Of course, the key with all these things is to be prepared and have your money safe before the crisis hits. This was the strategy we adopted in 1998 – had we been wrong we would have been better off losing a little in transaction costs and deposit interest as we moved our funds to a safe haven than the losses we would have suffered had we been right but failed to act. In the end our strategy saved our skin. 

It’s important to look not just at the risk probability but also the impact. It is worth having contingency measures for a low chance risk but one with a high impact if the worst happens. 

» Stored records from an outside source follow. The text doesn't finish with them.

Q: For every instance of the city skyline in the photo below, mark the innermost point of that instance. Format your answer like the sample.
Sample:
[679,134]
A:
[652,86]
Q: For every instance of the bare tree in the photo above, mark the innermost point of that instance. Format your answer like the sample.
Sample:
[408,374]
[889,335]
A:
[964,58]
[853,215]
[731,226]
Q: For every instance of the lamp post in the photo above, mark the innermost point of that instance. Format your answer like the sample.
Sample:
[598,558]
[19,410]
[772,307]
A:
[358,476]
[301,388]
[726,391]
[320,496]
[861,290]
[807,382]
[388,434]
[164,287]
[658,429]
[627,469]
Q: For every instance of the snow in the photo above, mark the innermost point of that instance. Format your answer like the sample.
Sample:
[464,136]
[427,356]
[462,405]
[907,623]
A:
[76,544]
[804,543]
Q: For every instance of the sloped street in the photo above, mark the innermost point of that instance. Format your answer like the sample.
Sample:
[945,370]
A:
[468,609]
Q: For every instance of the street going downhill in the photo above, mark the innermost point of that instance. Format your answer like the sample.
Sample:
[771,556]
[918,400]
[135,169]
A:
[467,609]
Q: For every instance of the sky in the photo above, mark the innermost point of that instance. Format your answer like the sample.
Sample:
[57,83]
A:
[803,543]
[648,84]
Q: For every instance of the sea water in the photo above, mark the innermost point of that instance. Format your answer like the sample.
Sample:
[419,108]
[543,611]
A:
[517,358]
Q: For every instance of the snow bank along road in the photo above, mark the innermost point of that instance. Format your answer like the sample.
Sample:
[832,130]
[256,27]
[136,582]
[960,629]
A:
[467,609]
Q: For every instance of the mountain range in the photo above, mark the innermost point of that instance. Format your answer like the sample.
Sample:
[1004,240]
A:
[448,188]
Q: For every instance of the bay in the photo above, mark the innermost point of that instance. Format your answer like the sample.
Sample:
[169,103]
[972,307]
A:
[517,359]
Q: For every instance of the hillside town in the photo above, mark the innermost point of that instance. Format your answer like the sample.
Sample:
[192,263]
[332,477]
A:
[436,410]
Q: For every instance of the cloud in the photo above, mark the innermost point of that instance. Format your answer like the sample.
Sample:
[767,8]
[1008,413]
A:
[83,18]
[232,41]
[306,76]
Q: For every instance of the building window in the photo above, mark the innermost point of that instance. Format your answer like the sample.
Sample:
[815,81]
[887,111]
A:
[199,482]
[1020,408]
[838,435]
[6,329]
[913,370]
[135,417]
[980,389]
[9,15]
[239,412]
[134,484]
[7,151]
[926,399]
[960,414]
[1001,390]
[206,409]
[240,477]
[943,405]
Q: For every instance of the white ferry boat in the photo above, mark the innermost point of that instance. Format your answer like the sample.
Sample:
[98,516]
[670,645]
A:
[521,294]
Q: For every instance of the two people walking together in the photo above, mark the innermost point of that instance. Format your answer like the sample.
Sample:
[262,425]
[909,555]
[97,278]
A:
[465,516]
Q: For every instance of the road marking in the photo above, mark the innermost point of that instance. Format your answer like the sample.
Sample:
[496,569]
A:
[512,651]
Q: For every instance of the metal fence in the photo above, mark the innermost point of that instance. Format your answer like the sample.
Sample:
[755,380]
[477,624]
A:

We don’t believe Russia has seen its last economic crisis. Now might not turn out to be the next (at least the government is in a better financial position this time round) but experience suggests one adopts an extremely cautious approach. One could have made a fortune ignoring our three golden rules over the last 8 years or so. But what good would that fortune be if at all turned to dust now? If one has a great sense of timing one can perhaps finesse these things – exploiting the system in the good times and getting out before the bad times return. However, we don’t feel confident that we wouldn’t get caught out. Indeed, with a great sense of timing our three golden rules could be used to help facilitate exploiting the system in the good times knowing the bad will return and getting out in advance. 

People have short memories and are quick to forget how they, their families and their friends suffered 10 years ago. Our advice would be, as far as is possible, to switch to the Dollar, Euro or possibly the Pound and to get funds safely out of banks within Russia. Ideally, park money offshore. If that is not there are worse places than in a tin buried at the dacha (though we would use a number of different tins in a number of different locations). 

We think it pays to be cautious, and now is not the time to economise on transaction costs and currency conversion costs.